Personal details
- Born: Michael Charles Fellows December 8, 1957 Lewiston, Idaho, U.S.
- Died: September 19, 2016 (aged 58) Missoula County, Montana, U.S.
- Cause of death: Traffic collision
- Party: Libertarian
- Occupation: Activist, politician

= Mike Fellows (politician) =

American politician (1957–2016)

Michael Charles Fellows (December 8, 1957 – September 19, 2016) was an American political activist and Army reservist. He was also a state coordinator for the Montana Fully Informed Jury Association. In the 1990s he issued a press release calling for the impeachment of Bill Clinton. Fellows made political history in 2012 by becoming the first Libertarian candidate ever to gather more than 40% of the vote in a partisan statewide race.

==Political==
Fellows was the state chair of the Montana Libertarian Party. He had an involvement with the party that went back to 1988.
In 1998 he was in the race for Montana's lone U.S. house seat with Democrat Robert "Dusty" Deschamps, Reform Party candidate Webb Sullivan and Republican freshman Rick Hill with Hill ending up the winner.
In 2006 he was in the race, running against Republican Denny Rehberg and Democrat Monica Lindeen.

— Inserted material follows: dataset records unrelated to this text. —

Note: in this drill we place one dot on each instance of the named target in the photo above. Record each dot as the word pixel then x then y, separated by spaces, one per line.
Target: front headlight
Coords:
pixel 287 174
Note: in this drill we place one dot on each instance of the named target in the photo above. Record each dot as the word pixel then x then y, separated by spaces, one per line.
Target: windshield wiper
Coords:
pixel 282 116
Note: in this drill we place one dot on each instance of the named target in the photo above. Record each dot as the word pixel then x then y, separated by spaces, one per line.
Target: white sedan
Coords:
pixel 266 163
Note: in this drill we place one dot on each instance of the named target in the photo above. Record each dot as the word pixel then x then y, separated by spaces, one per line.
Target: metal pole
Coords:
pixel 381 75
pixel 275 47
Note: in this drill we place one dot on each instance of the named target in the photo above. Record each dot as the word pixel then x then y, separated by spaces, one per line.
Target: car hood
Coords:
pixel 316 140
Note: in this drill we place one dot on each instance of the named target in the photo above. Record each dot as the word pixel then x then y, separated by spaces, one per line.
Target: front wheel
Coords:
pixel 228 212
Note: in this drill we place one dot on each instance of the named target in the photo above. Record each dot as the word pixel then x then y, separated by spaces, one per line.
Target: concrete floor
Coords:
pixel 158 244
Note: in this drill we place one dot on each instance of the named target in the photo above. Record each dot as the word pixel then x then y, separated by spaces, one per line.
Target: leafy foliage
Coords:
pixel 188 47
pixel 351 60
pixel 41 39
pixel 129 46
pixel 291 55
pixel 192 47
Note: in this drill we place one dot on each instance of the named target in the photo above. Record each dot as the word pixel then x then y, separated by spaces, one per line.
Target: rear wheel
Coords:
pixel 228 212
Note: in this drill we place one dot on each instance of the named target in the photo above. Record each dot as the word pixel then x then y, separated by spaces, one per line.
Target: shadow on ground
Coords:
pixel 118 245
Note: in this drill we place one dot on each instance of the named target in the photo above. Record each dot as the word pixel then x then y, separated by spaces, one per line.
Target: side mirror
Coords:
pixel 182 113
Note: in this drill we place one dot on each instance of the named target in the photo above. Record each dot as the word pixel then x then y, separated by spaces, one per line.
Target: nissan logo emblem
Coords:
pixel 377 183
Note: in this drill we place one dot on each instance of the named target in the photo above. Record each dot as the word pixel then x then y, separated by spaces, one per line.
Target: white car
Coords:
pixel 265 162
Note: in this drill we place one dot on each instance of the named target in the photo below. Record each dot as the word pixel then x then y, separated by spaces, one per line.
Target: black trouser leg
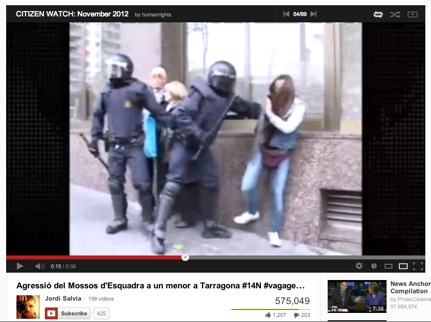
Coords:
pixel 164 208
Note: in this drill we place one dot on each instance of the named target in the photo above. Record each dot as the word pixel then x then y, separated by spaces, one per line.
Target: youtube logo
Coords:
pixel 51 313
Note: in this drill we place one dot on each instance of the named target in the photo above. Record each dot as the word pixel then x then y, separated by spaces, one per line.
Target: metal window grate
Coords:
pixel 343 206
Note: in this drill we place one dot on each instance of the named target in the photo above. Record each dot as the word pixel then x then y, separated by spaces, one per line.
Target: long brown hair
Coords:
pixel 281 100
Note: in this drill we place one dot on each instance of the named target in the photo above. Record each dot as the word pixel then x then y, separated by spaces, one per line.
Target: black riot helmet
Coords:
pixel 119 67
pixel 222 77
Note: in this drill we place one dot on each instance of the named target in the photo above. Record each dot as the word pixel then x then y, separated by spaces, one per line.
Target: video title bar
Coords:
pixel 286 14
pixel 215 266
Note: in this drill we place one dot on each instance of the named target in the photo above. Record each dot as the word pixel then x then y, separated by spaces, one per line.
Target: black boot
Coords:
pixel 189 198
pixel 210 204
pixel 119 203
pixel 165 205
pixel 213 230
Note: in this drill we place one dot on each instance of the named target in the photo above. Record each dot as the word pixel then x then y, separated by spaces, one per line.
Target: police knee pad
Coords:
pixel 171 189
pixel 143 187
pixel 115 187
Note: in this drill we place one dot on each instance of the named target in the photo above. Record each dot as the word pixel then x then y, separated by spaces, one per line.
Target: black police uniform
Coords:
pixel 196 119
pixel 122 100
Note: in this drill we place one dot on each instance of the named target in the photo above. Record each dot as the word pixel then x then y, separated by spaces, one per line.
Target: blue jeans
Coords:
pixel 279 178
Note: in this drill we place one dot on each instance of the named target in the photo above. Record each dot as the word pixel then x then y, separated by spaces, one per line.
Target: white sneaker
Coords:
pixel 274 239
pixel 245 218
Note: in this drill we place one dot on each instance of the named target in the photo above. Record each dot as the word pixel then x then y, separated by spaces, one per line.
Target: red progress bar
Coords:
pixel 167 257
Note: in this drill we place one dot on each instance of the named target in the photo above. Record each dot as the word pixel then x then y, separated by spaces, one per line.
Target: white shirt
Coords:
pixel 293 118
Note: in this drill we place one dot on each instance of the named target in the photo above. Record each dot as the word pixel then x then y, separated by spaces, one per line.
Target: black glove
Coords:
pixel 93 148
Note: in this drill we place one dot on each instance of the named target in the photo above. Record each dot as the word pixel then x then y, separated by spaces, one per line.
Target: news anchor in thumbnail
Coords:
pixel 374 297
pixel 342 298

In 2012, he secured a place for himself in political history by becoming the first Libertarian Party candidate to achieve passing the 40 percent vote mark in a partisan statewide race. He actually got 43 percent which amounted to 185,419 votes. This carried 27 of Montana's 56 counties in a two-way race for the Supreme Court clerk. The race was against incumbent Democrat Ed Smith, who narrowly won.

In November 2014 he was in the race for Montana's U.S. House seat. He ran against Democrat John Lewis and Republican Ryan Zinke. The three reasons he gave for running were to try to protect Second Amendment gun rights, balance the federal budget and reduction of the federal debt. He pulled 10,654 votes but Republican Zinke won.

He was referred to in the Choteau Acantha by Dylan Chaffin as the real-life political version of the Energizer Bunny. He was also referred to in the Bozeman Daily Chronicle as "Montana's 'godfather of third-party politics'".

==Political views and stances==

Fellows advocated for the repeal of the 2001 Patriot Act, which was passed by the government in the wake of 9/11. He was critical of the law for violating constitutional provisions, pointing out unreasonable searches and seizures. In an article in the Sidney Herald, he was said to be about is all about the expansion of civil liberties the minimization of government. He was about allowing people to do what they wanted as long as they didn't infringe on the rights of others.

Fellows was opposed to sending more ground troops to the Middle East. He once commented, ... "We're just going to keep at this thing, losing lives and spending money."

On abortion, Fellows stated that while he was personally opposed to it, libertarians do not believe the government should be involved in such matters.

About a bill that would banish third parties from the ballot, Fellows suggested that Republicans didn't believe in free market as they were trying to use the forces of government to their ends.

==Other organizations==
In addition to the Montana Fully Informed Jury Association, Fellows was a trustee for American Legion Post 27 and on the board of Missoula Community Access Television.

==Accident and death==
Fellows died at the age of 58 in a car crash near Potomac in Missoula County, Montana, on September 19, 2016, following a campaign event in Seeley Lake. Fellows was involved in a head-on automobile accident on Highway 200. He died at the accident scene. According to an investigation, Fellows had been traveling west while returning from Seeley Lake where he had attended a campaign function. Apparently the Lexus that Fellows was driving had crossed the center line.